Much has been debated about how yuan is undervalued vis-a-vis dollar and how that is a subsidy enjoyed by Chinese exporters. Economist this week (America's Fear of China) has a very insightful article on the same. It claims that the yuan undervaluation claims are shaky at best and their impact of US economy is overrated.
The crux of the matter is that US consumers will replace Chinese goods with some other country's even if the yuan is "correctly" valued and the issue lies more with the American consumerism and low savings rate rather than the yuan dollar exchange rate. It goes on step further and claims that appreciation in yuan is good for chinese economy which is reeling under the pressure of having to maintain the exchange rate where it is - in the form of having to keep low interest rates despite break neck speed of investments (else more hot money will flow into the economy), which leads to suboptimal investment decisions and eventually NPAs. I wonder if the Chinese banks are sitting on huge piles of potential or actual NPAs.

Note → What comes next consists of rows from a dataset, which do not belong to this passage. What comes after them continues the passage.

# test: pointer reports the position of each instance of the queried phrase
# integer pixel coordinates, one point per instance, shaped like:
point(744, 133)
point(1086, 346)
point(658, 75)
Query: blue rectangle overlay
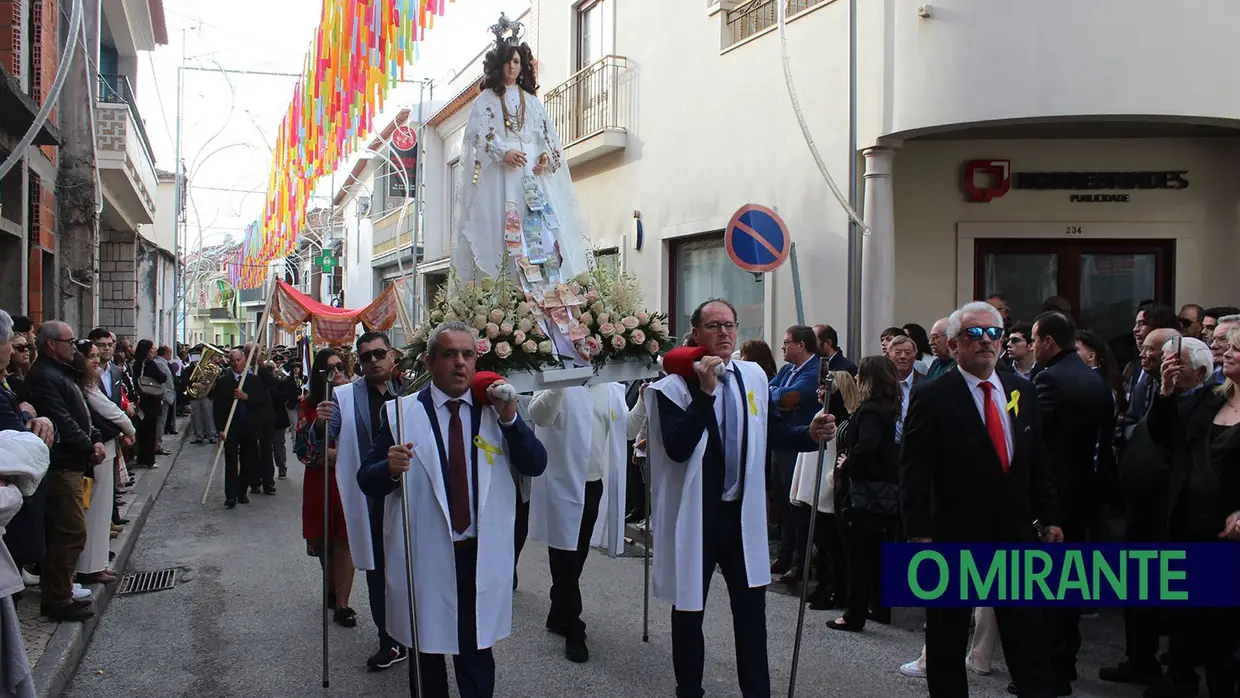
point(1062, 574)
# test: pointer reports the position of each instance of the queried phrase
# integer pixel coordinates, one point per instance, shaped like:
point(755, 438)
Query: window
point(701, 270)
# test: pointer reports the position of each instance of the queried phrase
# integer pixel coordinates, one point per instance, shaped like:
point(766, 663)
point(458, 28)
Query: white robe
point(434, 562)
point(557, 499)
point(349, 461)
point(677, 496)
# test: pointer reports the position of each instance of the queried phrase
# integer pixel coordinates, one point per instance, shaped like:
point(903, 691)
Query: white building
point(1107, 165)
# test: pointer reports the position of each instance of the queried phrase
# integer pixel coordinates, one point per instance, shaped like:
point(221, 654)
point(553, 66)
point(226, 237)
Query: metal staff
point(408, 556)
point(826, 384)
point(326, 531)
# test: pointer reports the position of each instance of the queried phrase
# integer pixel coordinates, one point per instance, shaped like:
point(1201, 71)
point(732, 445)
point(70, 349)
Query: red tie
point(995, 425)
point(458, 476)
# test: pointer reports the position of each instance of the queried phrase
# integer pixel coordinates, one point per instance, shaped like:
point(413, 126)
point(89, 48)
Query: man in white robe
point(360, 403)
point(458, 455)
point(707, 449)
point(583, 430)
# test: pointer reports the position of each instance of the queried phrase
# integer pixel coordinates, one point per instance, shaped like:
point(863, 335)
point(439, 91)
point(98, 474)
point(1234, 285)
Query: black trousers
point(376, 590)
point(863, 538)
point(722, 546)
point(474, 667)
point(566, 569)
point(241, 463)
point(1024, 646)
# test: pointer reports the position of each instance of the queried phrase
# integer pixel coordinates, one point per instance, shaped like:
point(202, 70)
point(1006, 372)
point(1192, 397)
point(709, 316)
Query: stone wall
point(118, 283)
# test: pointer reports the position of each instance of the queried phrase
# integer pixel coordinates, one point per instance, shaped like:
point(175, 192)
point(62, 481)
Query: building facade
point(988, 159)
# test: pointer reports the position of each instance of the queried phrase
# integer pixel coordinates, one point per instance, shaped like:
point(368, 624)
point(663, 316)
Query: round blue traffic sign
point(757, 239)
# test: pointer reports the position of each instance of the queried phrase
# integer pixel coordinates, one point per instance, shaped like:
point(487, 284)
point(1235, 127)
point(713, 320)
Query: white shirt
point(997, 394)
point(734, 420)
point(445, 414)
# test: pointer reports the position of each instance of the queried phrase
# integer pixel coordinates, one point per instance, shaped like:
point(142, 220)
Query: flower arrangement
point(506, 322)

Where Chinese stock markets may go is an entirely different story. The anecdotes of retail investor frenzy are scary. I don't know if it is one off instances or a general trend. If latter, there is a lot of heartburn likely at all levels of society as and when the stock market correction takes place. And what with Greenspan passing his value added CP on markets across the globe!
Exchange rates, monetary policy, real and nominal interest rate and finally the real GDP growth rate make up an extremely interesting and relevant matrix of variables - all of which closely govern our lives - directly or indirectly. I guess the complexity is only going to increase with time as more markets open up to the ever increasing stock of capital! In the steady state one may expect either the monetary policy or exchange rate policy to become entirely irrelevant - some sort of global eurozone!